I don’t understand the appreciation for that animation (or the one I linked a while back that you said you’d use as inspiration for magic in a tabletop). I guess the technique is praise-worthy, but they just seem like showpieces (like the animation equivalent of a tech demo), rather than ‘proper’ art. I mean, when I see people praising these things and talking about how amazing they are, it’s always so vague and nebulous, and I don’t understand what it is I’m not seeing. I might sound dumb for saying this, but it comes the same as those peepz who stare in awe at paint splatters.
I like seeing things fluidly move. It doesn’t need to have a purpose or a meaning, though I can certainly appreciate those things.
And I’m going to attach some cool looking vaguely abstract pictures to this.
Depends what paint splatters. Sometimes paint splatters look really nice. Abstract imagery can frequently be aesthetically pleasing as a result of composition, color theory, and some natural part of the way the shapes are made. It’s like typography. Everyone hates comic sans and papyrus, even though letters themselves are completely abstract and based in no way on the natural world.

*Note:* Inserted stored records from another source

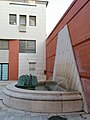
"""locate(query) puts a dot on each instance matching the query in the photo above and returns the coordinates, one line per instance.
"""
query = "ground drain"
(57, 118)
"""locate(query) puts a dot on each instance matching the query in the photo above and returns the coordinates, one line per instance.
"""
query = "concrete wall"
(38, 33)
(77, 18)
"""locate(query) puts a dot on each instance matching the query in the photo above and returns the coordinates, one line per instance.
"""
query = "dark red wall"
(13, 59)
(77, 17)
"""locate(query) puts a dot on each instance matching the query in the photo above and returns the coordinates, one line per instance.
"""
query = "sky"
(54, 11)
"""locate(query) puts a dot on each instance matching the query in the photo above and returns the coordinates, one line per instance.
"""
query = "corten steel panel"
(75, 7)
(50, 64)
(82, 53)
(86, 88)
(51, 48)
(79, 26)
(13, 59)
(49, 75)
(71, 13)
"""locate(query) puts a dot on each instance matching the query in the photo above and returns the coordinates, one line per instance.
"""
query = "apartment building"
(22, 38)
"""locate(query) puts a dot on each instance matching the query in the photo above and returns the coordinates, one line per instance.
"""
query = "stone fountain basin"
(42, 101)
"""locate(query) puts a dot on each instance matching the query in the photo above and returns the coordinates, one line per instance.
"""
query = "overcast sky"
(55, 10)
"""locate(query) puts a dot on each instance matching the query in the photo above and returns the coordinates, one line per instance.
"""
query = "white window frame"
(32, 20)
(12, 19)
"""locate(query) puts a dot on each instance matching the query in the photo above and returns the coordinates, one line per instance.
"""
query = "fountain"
(60, 95)
(45, 96)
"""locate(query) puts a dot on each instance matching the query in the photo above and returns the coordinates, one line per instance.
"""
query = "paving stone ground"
(7, 113)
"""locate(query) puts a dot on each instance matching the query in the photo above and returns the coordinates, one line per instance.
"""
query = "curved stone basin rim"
(41, 101)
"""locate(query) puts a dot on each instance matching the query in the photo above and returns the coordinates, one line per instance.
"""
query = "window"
(4, 45)
(32, 66)
(12, 19)
(23, 20)
(27, 46)
(32, 20)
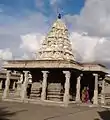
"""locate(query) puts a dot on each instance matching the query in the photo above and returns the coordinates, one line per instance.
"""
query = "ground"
(24, 111)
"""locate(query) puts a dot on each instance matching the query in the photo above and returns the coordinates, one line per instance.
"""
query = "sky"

I think there are less vague and nebulous ways to describe abstract imagery that is successful, but I don’t know if I have the words. That’s something really deep and fundamental about human psychology, the sense of aesthetic itself, which I don’t think I have enough background knowledge to tackle.
Like, there are certain types of lines that we find appealing, textures, patterns, etc. I don’t really know what defines the whole trend, only parts of it in relation to rules of composition or color theory, golden ratio type of stuff, and so on. These abstract things that appeal to our sense of aesthetics are themselves found in representational works of art. In the process of drawing, frequently people abstract on what they see to create something more visually appealing in line with a higher ideal that is connected to an evolutionarily formed sense of aesthetic. That’s what makes a particular drawing of a subject more beautiful than another of the same subject, not simply a more close depiction of what’s observed, but appealing to that sense of aesthetic.

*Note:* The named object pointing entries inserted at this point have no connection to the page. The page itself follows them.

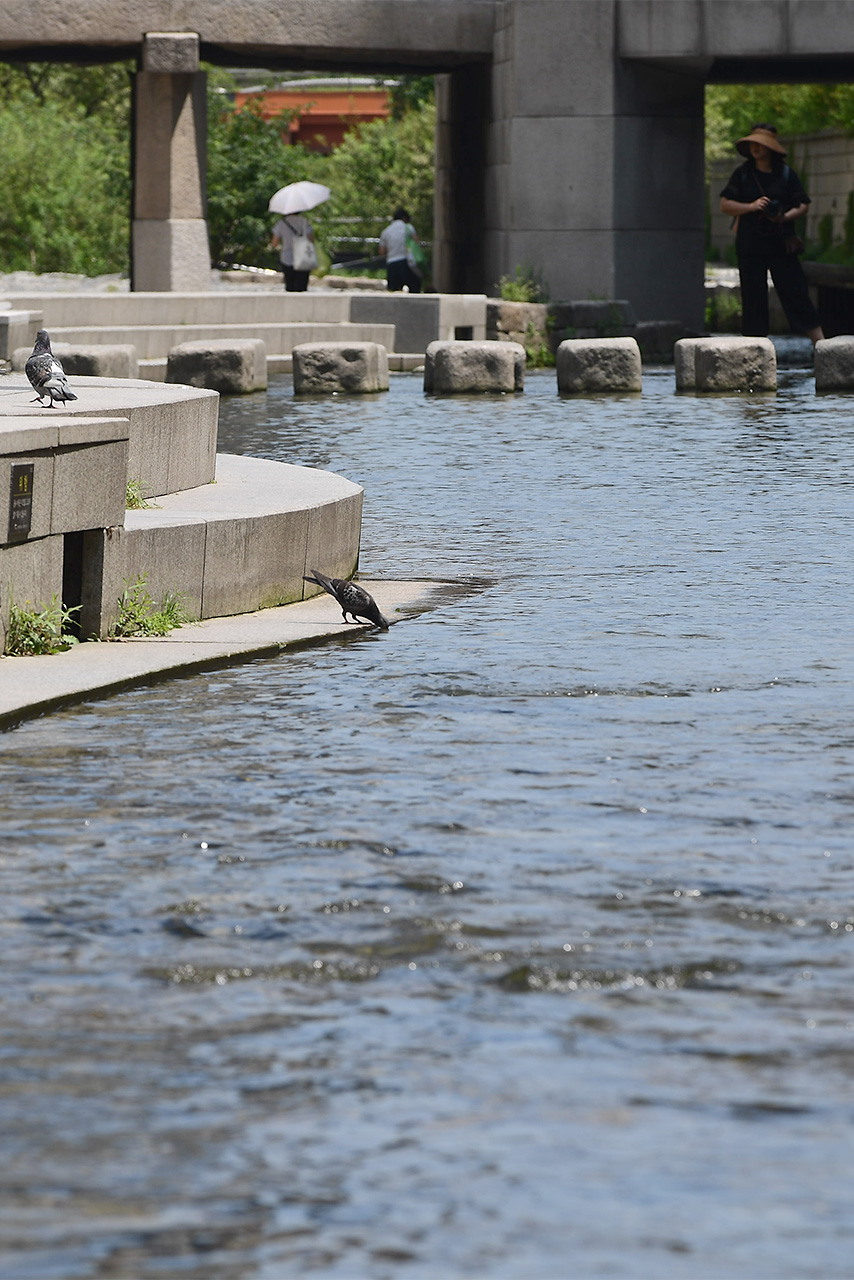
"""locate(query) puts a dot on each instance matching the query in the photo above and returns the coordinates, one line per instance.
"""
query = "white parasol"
(298, 197)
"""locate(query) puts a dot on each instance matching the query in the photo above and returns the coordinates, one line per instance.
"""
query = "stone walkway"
(31, 686)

This talk taps into some of that:
I mean, can technique alone make it worthy or great praise? There isn’t any story or any obvious meaning. I mean, it’s abstract enough that you can derive meaning, but that can be done for anything. I feel like I’m missing something, so would you recommend any pieces I should watch/read to help understand this concept?

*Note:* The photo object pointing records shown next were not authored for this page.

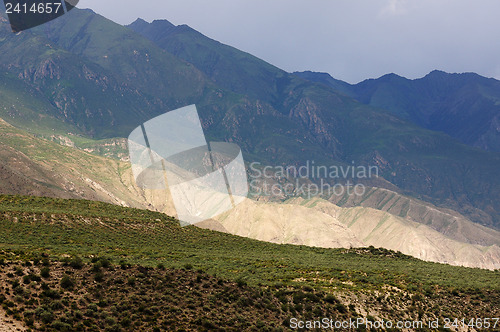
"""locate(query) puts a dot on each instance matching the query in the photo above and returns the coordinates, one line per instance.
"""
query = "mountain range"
(86, 82)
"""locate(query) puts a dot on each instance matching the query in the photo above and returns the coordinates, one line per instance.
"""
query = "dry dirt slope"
(37, 167)
(320, 223)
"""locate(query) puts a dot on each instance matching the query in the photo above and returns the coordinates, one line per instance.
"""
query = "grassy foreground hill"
(78, 265)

I think so. It doesn’t need a meaning if you ask me. Technique in of itself is something we can appreciate. Not all games have a meaning, not all animations have a meaning. In a way, the highly technical representation of moving objects is a meaning, it’s information. It’s like, “Oh, so that’s how he did that?” or “Holy shit, that’s so smooth! Such a great and complex motion!”
Watch The Thief and the Cobbler. It has a wreck of a story due to a lot of meddling, so you might want to watch the recobbled cut, which is the next best thing.
re: meaning/stories in art. Yeah, what you said makes a lot of sense. I guess I just get confused by people who think, for example, that those abstract animation shorts are masterpieces, but something like Ponyo can get points docked because parts of the story don’t make sense. I guess I was approaching these views without context though. Maybe you can criticize Ponyo in that manner because it’s a feature film? Maybe it’s in the intent of the work and everything should be judged relatively? I still think Ponyo’s one of the best Ghibli films.
I believe people (including me) criticize Ponyo for that, because it’s not an excuse plot. It had some type of actual ambition with the plot, much like Spirited Away did, but it ended up being kind of immature. It’s not just a simple or absent plot, it’s a plot that is actively unappealing. It lacks conflict in a lot of ways, and has the existing conflicts kind of just get swept aside like they don’t matter instead of truly resolving them or coming to catharsis, which is unsatisfying.
I’ve seen well animated films that have no plots and honestly it gets boring around the 9 minute mark if not sooner (like a lot of Bill Plympton films, though they more have nice drawings than nice animation per se). Even a simple plot at that point is better. Something purely visually interesting isn’t enough to keep people engaged for extended periods of time, which is why Ghost in the Shell 2 falls out for me. That and there’s less actual animation and more gawking over pretty scenery.
It’s like, yeah, I want a gif of all the best parts of that, but I don’t want to sit down and watch the whole thing.